Let's remember too that sadly, some children won't get recognized at home when they've done something good OR bad. I think someone has taken this information and blown it WAY out of proportion. This is a part of the PBIS model. Look it up and you'll see this isn't just a 150 thing. It's a part of a program people - grow up and find something else to pick on.

Anonymous said...

Dear Mom,

Please share with us the bonuses and performance raises you have received from 150.

Mominallofus said...

Just for reference sake, I asked the group of children I was working with at church this morning how many of them earn prizes at school and they all raised their hands. Guess what, they all come from different schools. The child who will receive a pizza party if everyone in the class returns their "clocks" (reading log or math activity perhaps) goes to Peoria Christian. The child who has a treasure box every Friday, Peoria Christian.
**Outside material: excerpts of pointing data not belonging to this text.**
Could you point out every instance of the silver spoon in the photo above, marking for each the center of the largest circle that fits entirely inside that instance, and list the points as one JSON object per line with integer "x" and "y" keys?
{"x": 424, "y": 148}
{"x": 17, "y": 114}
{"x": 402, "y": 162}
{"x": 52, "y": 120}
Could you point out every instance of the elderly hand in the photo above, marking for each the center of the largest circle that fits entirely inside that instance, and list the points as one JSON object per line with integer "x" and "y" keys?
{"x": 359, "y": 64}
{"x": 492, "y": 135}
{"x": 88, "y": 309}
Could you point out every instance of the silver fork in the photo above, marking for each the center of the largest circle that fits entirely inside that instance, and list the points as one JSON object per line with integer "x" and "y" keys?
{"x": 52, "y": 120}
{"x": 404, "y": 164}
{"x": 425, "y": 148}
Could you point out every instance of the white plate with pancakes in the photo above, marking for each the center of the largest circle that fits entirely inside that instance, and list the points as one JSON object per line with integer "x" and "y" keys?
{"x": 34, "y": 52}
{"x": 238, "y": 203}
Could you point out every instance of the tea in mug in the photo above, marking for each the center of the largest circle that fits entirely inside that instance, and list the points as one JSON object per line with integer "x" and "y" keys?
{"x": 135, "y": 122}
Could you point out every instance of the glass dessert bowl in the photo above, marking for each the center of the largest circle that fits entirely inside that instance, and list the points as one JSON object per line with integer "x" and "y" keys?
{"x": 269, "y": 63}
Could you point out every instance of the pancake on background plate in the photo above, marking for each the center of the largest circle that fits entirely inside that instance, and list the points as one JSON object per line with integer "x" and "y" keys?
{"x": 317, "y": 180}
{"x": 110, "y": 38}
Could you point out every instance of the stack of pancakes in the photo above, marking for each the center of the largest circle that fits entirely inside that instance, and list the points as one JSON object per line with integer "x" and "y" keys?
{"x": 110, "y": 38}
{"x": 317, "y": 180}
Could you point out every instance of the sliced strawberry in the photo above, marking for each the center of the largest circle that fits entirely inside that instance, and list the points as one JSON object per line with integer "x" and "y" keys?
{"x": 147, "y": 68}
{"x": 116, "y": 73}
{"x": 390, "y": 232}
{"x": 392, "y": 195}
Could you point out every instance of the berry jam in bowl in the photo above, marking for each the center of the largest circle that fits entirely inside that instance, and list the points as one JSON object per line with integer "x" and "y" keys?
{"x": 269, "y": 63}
The child who gets candy for good behavior, Brimfield.
By the way, I currently don't receive performance raises or bonuses, but if legislators have their way, all teachers will be eligible. As soon as that happens, I would like to make sure that all parents are held accountable for the children they send to school. I don't get to choose who I educate. I do the best I can with what I get, but I can't make a child do homework, get enough sleep, eat good meals, exercise daily, stop watching tv, make sure their parents talk to them from the time they are born, discipline then effectively, make sure all of their emotional needs are met, get proper medical treatment, stop moving 3 times a year, attend church, etc etc etc.

Anonymous said...

What about all the incentives at the high schools? That must cost quite a bit of money. From what I hear they don't just have McDonalds or pizza parties.

Anonymous said...

You got that right! Heck...one high school always had a faculty student basketball game and the money raised from it was place in envelopes and given to the students that score the highest on the PSAE. But then again wasn't Kitty momma the one who paid students for grades in NC....just sayin

Anonymous said...

From what I hear the high schools are giving incentives to students for coming to school on time, for coming to school at all, for being good in class, etc. and we're not talking about a candy bar. It is field trips including going to the movies, parties, meals, etc. That has to be costing the district a lot of money. This is sure teaching the students how the real world is.

Anonymous said...

How about offer reward bucks to the teachers that are punished everyday. HMM a paycheck not enough to be humilated, threaten, spit at, and cussed and Johnny Kadeem can't read.